Again, I adore this sub. It saved my relationship, and I've learned so much here. I normally don't post much and tend to observe and learn, but I couldn't keep quiet on this one. To me, a huge part of RP is the focus on being a strong woman capable of independent thought both for myself and for my man. Nowhere does it say to submit to a tyrannical leader or to be a doormat. Nowhere does it say when you date someone you can't think critically about their behavior and treatment. If my SO suddenly ordered me to stop going to the gym for no reason other than he didn't like me to go, I would respectfully discuss the issue with him to understand his POV, but it would definitely be a discussion. Maybe he will have a reason when we talk it through, maybe not. I will bend over backwards to please him, cherish him, and show him how much I respect and adore him, but I'm doing both of us a disservice the minute I give up my individuality, my hobbies and friends outside our relationship, and my independent thoughts.

Trust your gut, OP. You know him better than any of us.

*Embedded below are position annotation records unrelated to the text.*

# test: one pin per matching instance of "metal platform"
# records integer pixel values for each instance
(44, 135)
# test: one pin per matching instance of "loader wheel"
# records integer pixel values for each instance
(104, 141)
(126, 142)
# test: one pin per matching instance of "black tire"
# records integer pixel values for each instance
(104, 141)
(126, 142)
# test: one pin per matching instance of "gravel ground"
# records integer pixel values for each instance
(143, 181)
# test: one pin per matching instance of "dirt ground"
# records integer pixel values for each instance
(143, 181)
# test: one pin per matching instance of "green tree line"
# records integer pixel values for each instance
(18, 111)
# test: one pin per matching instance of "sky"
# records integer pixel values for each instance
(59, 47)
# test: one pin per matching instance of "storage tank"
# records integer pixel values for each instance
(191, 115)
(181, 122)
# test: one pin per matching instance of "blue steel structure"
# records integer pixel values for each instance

If you think you can understand where he's coming from, make the sacrifice. If you sense something isn't right or that your basic boundaries are being violated, ask him to sit down and talk until a compromise can be reached or until you realize this isn't the Captain for you. Don't let it fester or you'll likely feel resentful later on.

Life is full of hard choices and gray areas, and anyone who tells you there is only one RP way doesn't understand RP at all.